On photonic controlled phase gates

TL;DR

This paper analyzes the success probabilities of photonic controlled phase gates in linear optical quantum computing, identifying optimal success rates and proposing implementable network designs suitable for current integrated optical technologies.

Contribution

It determines the optimal success probabilities for controlled phase gates with one and two controls and designs feasible networks for their implementation using existing experimental capabilities.

Findings

Identified optimal success probabilities for controlled phase gates.

Constructed networks compatible with current integrated optical technology.
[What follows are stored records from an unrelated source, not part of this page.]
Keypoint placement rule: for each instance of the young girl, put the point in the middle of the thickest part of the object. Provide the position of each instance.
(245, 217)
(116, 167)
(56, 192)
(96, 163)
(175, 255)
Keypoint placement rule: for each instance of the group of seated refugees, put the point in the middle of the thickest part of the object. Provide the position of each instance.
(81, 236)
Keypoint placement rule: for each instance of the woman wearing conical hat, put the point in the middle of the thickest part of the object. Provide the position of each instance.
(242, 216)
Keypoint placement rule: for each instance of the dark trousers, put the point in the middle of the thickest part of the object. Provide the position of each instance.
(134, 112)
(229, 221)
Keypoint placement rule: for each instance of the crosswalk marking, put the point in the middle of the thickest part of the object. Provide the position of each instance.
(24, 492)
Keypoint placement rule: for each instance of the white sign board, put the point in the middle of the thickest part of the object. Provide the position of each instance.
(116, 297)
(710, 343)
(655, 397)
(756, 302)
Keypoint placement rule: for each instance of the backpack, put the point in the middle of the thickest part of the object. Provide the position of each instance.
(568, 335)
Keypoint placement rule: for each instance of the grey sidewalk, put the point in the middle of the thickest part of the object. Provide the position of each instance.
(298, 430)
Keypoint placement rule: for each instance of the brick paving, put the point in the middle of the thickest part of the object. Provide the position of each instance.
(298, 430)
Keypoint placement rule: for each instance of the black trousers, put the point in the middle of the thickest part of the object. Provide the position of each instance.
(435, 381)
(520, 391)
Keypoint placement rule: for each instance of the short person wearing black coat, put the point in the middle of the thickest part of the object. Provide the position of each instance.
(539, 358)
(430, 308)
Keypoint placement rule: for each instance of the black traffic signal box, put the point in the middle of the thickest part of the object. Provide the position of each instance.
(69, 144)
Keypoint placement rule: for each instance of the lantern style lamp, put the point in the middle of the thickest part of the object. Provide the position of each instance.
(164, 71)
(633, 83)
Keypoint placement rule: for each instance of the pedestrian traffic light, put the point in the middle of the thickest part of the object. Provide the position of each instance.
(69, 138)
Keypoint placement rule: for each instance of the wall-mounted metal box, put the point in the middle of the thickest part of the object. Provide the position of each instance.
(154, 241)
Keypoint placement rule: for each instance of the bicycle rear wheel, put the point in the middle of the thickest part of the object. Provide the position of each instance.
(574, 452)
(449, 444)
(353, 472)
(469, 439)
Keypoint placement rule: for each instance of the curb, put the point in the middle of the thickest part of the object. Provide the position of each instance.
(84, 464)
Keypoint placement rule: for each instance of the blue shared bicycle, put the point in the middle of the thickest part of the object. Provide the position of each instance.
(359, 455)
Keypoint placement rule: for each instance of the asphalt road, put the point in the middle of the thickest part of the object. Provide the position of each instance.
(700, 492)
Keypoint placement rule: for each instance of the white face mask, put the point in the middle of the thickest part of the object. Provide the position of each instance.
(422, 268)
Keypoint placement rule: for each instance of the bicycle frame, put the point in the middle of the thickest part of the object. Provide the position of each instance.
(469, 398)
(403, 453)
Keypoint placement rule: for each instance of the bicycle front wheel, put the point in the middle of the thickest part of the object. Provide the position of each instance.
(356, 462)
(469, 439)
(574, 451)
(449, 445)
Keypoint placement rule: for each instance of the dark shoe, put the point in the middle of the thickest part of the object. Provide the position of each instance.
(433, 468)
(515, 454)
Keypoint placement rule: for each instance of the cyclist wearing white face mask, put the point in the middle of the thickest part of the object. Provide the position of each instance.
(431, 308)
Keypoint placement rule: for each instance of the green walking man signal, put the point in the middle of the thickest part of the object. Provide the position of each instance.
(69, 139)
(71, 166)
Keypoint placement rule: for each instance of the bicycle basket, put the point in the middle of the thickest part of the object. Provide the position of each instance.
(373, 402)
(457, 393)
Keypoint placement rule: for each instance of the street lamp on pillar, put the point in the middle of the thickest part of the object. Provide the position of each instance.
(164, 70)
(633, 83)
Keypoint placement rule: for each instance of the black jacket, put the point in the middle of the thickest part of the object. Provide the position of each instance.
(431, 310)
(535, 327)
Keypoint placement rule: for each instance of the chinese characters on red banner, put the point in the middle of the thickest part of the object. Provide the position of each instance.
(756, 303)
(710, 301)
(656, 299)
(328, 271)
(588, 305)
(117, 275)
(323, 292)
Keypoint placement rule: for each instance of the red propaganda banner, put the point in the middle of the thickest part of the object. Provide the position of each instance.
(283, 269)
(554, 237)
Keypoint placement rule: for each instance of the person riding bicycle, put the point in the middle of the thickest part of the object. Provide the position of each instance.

Provided detailed implementation schemes for practical realization.

Abstract

As primitives for entanglement generation, controlled phase gates take a central role in quantum computing. Especially in ideas realizing instances of quantum computation in linear optical gate arrays a closer look can be rewarding. In such architectures, all effective non-linearities are induced by measurements: Hence the probability of success is a crucial parameter of such quantum gates. In this note, we discuss this question for controlled phase gates that implement an arbitrary phase with one and two control qubits. Within the class of post-selected gates in dual-rail encoding with vacuum ancillas we identify the optimal success probabilities. We construct networks that allow for an implementation by means of todays experimental capabilities in detail. The methods employed here appear specifically useful with the advent of integrated linear optical circuits, providing stable interferometers on monolithic structures.